Sono con te a Rockland 
dove accusi i dottori di demenza e trami la rivoluzione 
ebrea socialista contro il Golgota nazionale fascista
Sono con te a Rockland 
dove separerai i cieli di Long Island e farai risorgere il tuo 
vivente Gesu' umano dalla tomba sovrumana
Sono con te a Rockland 
dove ci sono venticinquemila compagni rabbiosi che cantano tutti assieme 
le strofe finali dell'Internazionale
Sono con te a Rockland 
dove abbracciamo e baciamo gli Stati Uniti sotto le lenzuola gli 
Stati Uniti che tossisce tutta la notte e non ci lascia dormire
Sono con te a Rockland 
dove ci svegliamo elettrificati dal coma per gli aeroplani delle 
nostre anime che rombano sul tetto sono venuti a sganciare bombe angeliche 
l'ospedale si illumina mura immaginarie franano 
O smunte legioni 
correte fuori 
O scossa di grazia a stelle e strisce la guerra 
eterna e' giunta 
O vittoria lascia perdere le mutande siamo liberi
Sono con te a Rockland 

nei miei sogni cammini gocciolando da un viaggio di mare sull'autostrada 
attraverso l'America in lacrime verso la porta della mia villetta 
nella notte 
dell'Occidente

5 commenti:

Marta Silenzi ha detto...

Sicuramente uno dei 'miei' film. Lo avevo deciso anche prima di vederlo(a casa, perché qui al cinema di certo non lo hanno passato). Uno dei 'miei' film come Pollock di Ed Harris, o come The Doors di Oliver Stone, uno di quelli che parlano delle mie cose, cioè della musica, della pittura, dei libri, dei luoghi che ho adottato nel corso dei miei anni, o che forse hanno adottato me.

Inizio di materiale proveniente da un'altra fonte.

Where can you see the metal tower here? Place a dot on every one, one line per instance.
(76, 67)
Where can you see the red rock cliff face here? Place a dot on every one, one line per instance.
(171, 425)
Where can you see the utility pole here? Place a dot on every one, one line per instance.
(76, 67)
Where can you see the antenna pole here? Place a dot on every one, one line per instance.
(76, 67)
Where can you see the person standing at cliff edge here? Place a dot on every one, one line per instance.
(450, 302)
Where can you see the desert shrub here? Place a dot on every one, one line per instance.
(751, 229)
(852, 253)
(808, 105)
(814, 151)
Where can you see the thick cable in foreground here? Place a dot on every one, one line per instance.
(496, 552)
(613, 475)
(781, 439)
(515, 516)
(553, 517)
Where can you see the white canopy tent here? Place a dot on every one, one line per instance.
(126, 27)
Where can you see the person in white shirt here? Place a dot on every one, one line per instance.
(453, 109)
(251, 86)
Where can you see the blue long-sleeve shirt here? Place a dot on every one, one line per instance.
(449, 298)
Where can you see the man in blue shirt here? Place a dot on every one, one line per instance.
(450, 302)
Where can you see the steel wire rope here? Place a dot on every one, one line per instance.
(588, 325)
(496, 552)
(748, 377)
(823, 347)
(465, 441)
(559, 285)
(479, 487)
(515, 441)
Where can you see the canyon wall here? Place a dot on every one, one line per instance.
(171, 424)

Noi due ne abbiamo già parlato. Siamo concordi sul ritmo e sull'animazione, che io ho proprio negato. Quanto al resto... per chi ama Ginsberg, per chi ha divorato Urlo sottolineando e sottolineando (io ce l'ho nella versione Jukebox all'Idrogeno in coppia con Kaddish e magnifica prefazione di Fernanda Pivano), per chi ha sentito la chiamata dei "battuti e beati" è quasi un'estasi.

Una cosa curiosa è questa del termine Hipsters. Te lo sento dire e scrivere spesso. Qui da noi non si usa. Lo conoscevo da queste letture e le due accezioni non mi quadravano, così ho fatto qualche ricerca per capire il nesso e direi che nel tempo il significato si è ribaltato. Promuovo la definizione originale, la sposo, la faccio mia come da adolescente. Boccio la generazione troppo costruita che si appropria di termini lontani senza sapere e senza capire.
Non te ne avevo parlato, ma ecco che viene fuori da sè...hehe!

Quando vieni in estate propongo di andare insieme a comprare libri alla libreria Ferlinghetti di Fermo!

pa ha detto...

il termina hipsters qui a milano si usa moltissimo, ed è stato completamente snaturato. avendo letto molto dei "veri" hipsters anni cinquanta, sono molto critica in merito.

la tua proposta estiva verrà immediatamente accettata appena approderò sulla costa!
speriamo di riuscirci perchè adesso muoio dalla voglia!

kovalski ha detto...

bello bello bello. il film. howl. kerouac. dean moriarty/nela cassidy che dir si voglia. bello il film. bello avere 17 anni e perdersi in quei libri. bello tutto. bello. beato. beat.

Garba ha detto...

Ok prometto che questo lo leggo appena riesco perché ho visto mezzo film nel dormiveglia ed è tanto tempo che non ti scrivo cose stupide.

Garba ha detto...

La cosa di "hipster" è impossibile da correggere ormai, oltre al fatto che negli usa i giovincelli coi soldi e le vaccate vintage andavano di moda da ben prima che noi in italia vedessimo anche solo la loro ombra (tipo cinque anni fa). Il film mhh mi è piaciuto solo nelle scene bn dove recita, la parte d'animazione terribilissima. Mi dispiace per il soggetto, secondo me si poteva fare molto di più.